Investment - Articles - Investment update on the Sarkosy-Merkel plan


by Nigel Sillis
Director of Research, Fixed Income and Currency,
Baring Asset Management, London

 Yesterday evening, German Chancellor Angela Merkel and French President Nicolas Sarkozy announced plans to strengthen economic governance across the Eurozone.

 This follows a widely-anticipated summit earlier in the day, in response to the ongoing turbulence across European bond markets.

 Inevitably, the details of what they agreed are sketchy so far, and much will depend on the contents of the small print, which is likely to be released in the coming weeks. Markets are likely to focus in particular on the proposals for an EU-wide tax on financial transactions - a so-called "Tobin tax" - attractive to governments looking to raise revenue and dampen down market speculation, but potentially reducing Europe's competitiveness versus other global financial centres.

 It was disappointing to see that there were no pledges to reinforce the European Financial Stability Fund, or to consider the introduction of Eurozone bonds. This is what markets were really hoping to hear, although investors may have been a little optimistic in expecting progress on this issue to be rapid. One point of interest is that President Sarkozy did not rule Eurozone bonds out entirely, but "at the end of the process of integration of the Eurozone, not at the beginning".

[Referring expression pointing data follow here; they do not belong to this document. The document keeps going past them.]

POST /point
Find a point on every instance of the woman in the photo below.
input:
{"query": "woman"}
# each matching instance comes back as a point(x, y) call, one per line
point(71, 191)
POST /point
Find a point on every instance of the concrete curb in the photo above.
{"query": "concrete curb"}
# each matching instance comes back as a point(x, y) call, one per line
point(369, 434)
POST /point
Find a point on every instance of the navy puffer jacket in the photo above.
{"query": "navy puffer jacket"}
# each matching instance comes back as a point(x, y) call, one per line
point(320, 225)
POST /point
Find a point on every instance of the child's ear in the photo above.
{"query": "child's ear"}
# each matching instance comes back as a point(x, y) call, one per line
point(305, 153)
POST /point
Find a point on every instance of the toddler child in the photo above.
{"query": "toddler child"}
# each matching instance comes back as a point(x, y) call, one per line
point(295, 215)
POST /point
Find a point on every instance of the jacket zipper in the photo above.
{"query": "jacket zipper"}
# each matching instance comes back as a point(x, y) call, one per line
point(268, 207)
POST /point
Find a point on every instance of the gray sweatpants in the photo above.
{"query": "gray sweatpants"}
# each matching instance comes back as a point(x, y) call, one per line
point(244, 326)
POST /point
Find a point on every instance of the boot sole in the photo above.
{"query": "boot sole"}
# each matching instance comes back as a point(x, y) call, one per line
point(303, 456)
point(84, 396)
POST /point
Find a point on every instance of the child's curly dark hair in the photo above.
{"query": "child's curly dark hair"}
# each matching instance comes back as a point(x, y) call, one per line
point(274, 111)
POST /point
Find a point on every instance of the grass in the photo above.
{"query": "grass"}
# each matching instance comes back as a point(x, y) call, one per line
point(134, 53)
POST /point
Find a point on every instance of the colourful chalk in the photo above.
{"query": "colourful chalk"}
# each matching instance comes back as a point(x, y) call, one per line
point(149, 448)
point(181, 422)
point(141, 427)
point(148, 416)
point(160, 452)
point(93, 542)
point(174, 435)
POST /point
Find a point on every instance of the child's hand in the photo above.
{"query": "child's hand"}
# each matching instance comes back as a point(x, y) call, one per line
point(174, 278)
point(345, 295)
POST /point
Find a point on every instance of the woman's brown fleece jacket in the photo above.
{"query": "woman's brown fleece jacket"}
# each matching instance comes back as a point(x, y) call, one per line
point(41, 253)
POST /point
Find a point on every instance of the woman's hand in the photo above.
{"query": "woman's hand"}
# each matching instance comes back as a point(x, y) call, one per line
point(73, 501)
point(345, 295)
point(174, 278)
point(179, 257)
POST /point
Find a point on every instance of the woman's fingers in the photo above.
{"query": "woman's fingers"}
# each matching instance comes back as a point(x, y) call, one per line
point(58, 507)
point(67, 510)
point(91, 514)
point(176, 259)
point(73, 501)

 Plans to facilitate fiscal integration across the Eurozone will need to be studied once the full details have been released. A requirement to make balanced budgets a constitutional requirement could have teeth, but any changes would need to be agreed by the other Eurozone members, and investors are likely to be sceptical given the problems which have come to light with application of the Maastricht criteria when the Eurozone was formed.

 While there are some areas of interest, the Sarkozy-Merkel plan still leaves us cautious on the prospects for European sovereign bonds. It is perhaps a step forward, but less than the market was looking for.